Weeping now, I sit in the parking lot of a grocery store, trying and failing to compose myself. I hold my face in my hands, repeating “I’m sorry, I’m so sorry,” over and over again to no one. I barely notice the shimmering, red cardiganed form take shape besides me.
Well, what’s the matter, James? Are you feeling a little blue?
“Very blue, Mister Rogers,” I say, blowing my nose on paper towel I found stuffed in the door.
That’s okay. We all feel a little blue sometimes. Sadness is just a fact of life, and it’s just as important as happiness.
“I don’t usually cry, especially not like this.”
That happens sometimes, it’s okay. Life can be painful and hurt every so often. It might help to talk about it though. Do you think it might help to talk about what’s bothering you?
“Well, it’s just…I’m so mad, Mister Rogers. The world just seems like it’s gone to total shi—like it’s gone rotten. I mean you’ve seen everything that’s going on right?”
Yes, I have. It can seem pretty scary at times, huh?
“Yes! It’s very scary. It just feels like, since you’ve died, the whole world—everybody, even me—has just gotten so mean.”
And do you know how that makes you feel?
“It makes me feel like we’ve all failed you, Mister Rogers.”
Oh now, that’s just silly, he laughs. You haven’t failed me. No one has failed me.

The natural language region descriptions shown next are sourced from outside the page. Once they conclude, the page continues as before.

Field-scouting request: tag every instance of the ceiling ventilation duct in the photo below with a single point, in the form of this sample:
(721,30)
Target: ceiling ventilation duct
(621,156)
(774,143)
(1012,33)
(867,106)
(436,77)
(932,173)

“It doesn’t feel that way.”
The truth is, James, I’m proud of you. I’m proud of all of you. The world has always been a scary, frightening place for us to live in. That’s a truth bigger than any one man, even me. I myself got frightened, many many times. But there is always hope, isn’t there? As long as one person is out there trying their best, to do good, to make people smile, to be a light in the darkness, then hope is never lost. Maybe you aren’t always successful, but you, and millions of others out there, are trying. The only way you could fail me, to fail period, is if you stopped trying.
“How can we better than we have been, Mister Rogers? How can we be like we were before?”

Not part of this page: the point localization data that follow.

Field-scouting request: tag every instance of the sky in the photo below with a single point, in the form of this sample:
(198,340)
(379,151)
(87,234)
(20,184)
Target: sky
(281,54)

From time to time, we all need a little reminder of how to be nice, don’t we? I think the key would be to just love. Do you remember my song?

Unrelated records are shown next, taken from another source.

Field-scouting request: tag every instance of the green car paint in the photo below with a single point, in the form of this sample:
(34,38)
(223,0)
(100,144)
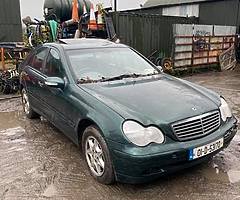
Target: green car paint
(157,100)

When your heart can sing another’s gladness, then your heart his full of love, he sang. When your heart can cry another’s sadness, then your heart is full of love…
“Is it really that simple?”
Yes, James. It really is.
I’ve become aware that the smiling, be-cardiganed form is slowly disappearing from my passenger seat. There’s so much more I need to talk about. So much more I need to say. His visage dimming, there is only a faint outline sitting where he used to be. I don’t have much longer.
“Mr. Rogers!” I scream.
“Thank you, Mister Rogers. For everything. I really liked you. I’m glad I got to be your neighbor.”
I really liked you, too, James. And I’m glad I got to be yours.
I’m struck by the silence. I realize how good it felt to hear his voice again, to see him smile again, after all these years. To be reminded of his message. Maybe that’s the real weight of Morgan Neville’s documentary; to remind us of the simple power of joy and love, a message that, yes, is bigger than any single person, even if no one personified it better than Mister Rogers. It’s a kind of resurrection, coming at a time when, arguably, we need him more than ever. Maybe this movie will help. Maybe more people will see it and be reminded of the beautiful simplicity of his message again, and maybe the world will be just a little bit better.
I’ve stopped crying and can see clearly once more. I’m almost home. In fact, I’m in my own neighborhood. My head clear and my heart unburdened, I start to drive. For the first time in I don’t know how long, I realize that it really is a beautiful day in my neighborhood…a beautiful day for a neighbor.
Won’t You Be My Neighbor? is now playing in select theaters.